Human genetic studies, like all Department of Health and Human Services–funded research involving human participants, fall under the regulatory protections of Title 45, Part 46 of the Code of Federal Regulations.1 Under the law, local institutional review boards (IRBs) are responsible for ensuring that the rights and welfare of human volunteers are protected and that applicable regulatory requirements are met. However, as scholars have pointed out, the existing regulatory system was established in reaction to specific instances of research abuse in the clinical setting and was not designed to provide comprehensive, systematic guidance for observational, population-based studies.2,3 Indeed, some have suggested that existing standards— such as the requirement that the informed consent process provide complete information about the possible risks and harms of participation—may be difficult (if not impossible) to meet in the context of large-scale, longitudinal data repositories and biobanks for which future research questions have yet to be defined.4 In this context, two issues—identifiability and reconsent—pose particular challenges for both scientists and IRBs.
Breach of privacy is generally considered to be the primary risk to participants in population-based genetic studies. Deidentification of study data and biospecimens has long been regarded as a reliable means of protecting study participants’ privacy. However, recent studies have demonstrated that simple deidentification of study data and tissue samples may fail to provide adequate safeguards,5–8 leading to concerns that unauthorized access to genetic data could result in discrimination or stigmatization.9 These concerns appear to persist despite the passage of the Genetic Information Nondiscrimination Act in 2008;10 and some scholars have recently suggested that deidentified data merit more stringent regulatory oversight to avoid harm to study participants.11 New bioinformatics approaches to protect privacy and confidentiality are being developed,12 but experts disagree about whether the unique nature of an individual’s genomic profile entails an irreducible risk of reidentification. The importance of these issues is reflected in the recent Advance Notice of Proposed Rule Making on Revisions to the Common Rule, which includes proposals for uniform data protection standards and written informed consent for all biospecimen collection.13 Available public opinion data suggest that although many potential study participants express concern about privacy, most would still be willing to participate in genetic studies.14–16
Given the current emphasis on sharing existing study data within the scientific community to enhance research efficiencies, questions have also arisen about whether or when investigators should seek study participants’ permission for repurposing such materials (identifiable as well as deidentified) for secondary analyses.

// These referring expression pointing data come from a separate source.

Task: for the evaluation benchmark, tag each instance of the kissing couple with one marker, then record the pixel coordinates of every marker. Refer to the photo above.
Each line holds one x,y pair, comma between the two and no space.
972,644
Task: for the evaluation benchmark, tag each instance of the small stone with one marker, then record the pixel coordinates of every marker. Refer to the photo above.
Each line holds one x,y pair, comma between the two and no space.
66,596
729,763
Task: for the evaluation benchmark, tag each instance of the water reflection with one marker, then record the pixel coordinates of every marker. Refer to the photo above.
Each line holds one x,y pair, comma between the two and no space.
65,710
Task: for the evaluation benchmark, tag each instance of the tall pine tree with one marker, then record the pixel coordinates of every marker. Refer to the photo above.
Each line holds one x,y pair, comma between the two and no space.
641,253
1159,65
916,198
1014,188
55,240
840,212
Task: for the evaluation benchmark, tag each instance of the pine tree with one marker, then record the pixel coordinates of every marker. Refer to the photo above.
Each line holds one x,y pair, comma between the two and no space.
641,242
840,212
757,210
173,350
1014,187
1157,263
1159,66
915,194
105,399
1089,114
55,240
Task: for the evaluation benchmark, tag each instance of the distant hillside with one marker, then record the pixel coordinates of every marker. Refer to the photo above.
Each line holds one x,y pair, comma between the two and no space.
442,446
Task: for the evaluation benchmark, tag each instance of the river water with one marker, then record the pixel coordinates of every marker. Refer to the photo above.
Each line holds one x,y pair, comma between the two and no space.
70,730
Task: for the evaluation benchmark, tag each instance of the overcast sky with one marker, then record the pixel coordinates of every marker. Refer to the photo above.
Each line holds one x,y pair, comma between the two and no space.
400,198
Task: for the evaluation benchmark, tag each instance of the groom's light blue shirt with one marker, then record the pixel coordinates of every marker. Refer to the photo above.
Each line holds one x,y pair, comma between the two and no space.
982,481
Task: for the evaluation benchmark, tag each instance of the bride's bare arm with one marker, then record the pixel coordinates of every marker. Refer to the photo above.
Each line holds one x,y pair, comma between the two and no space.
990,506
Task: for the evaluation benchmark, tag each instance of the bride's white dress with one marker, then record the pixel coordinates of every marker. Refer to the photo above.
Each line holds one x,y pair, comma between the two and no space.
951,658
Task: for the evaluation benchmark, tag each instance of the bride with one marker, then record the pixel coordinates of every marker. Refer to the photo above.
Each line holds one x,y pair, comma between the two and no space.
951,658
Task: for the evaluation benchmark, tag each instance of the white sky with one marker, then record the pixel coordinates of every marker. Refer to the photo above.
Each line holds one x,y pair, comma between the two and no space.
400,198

In addition, there appears to be some confusion about when reconsent is needed, when a waiver of informed consent can be used, and when a study is exempt because it is not considered human participants research. To date, no policy consensus has been reached about when such “reconsent” is ethically or legally required. Some view autonomy interests of research participants as paramount and advocate obtaining participants’ permission for activities that were not specified in the original consent,4 whereas others argue that the public good of research warrants freer use of deidentified data and specimens.17 Some data on participant preferences suggest that study participants favor reconsent.18 And, although IRBs have the ability to stipulate research exceptions for secondary uses of data in publically accessible repositories such as the database of Genotypes and Phenotypes (dbGaP) based on the terms of the original consent, it is unclear just how broadly such consent language should be interpreted. This matter is further complicated by the fact that data in the dbGaP is deidentified and therefore is not regarded as human participants research.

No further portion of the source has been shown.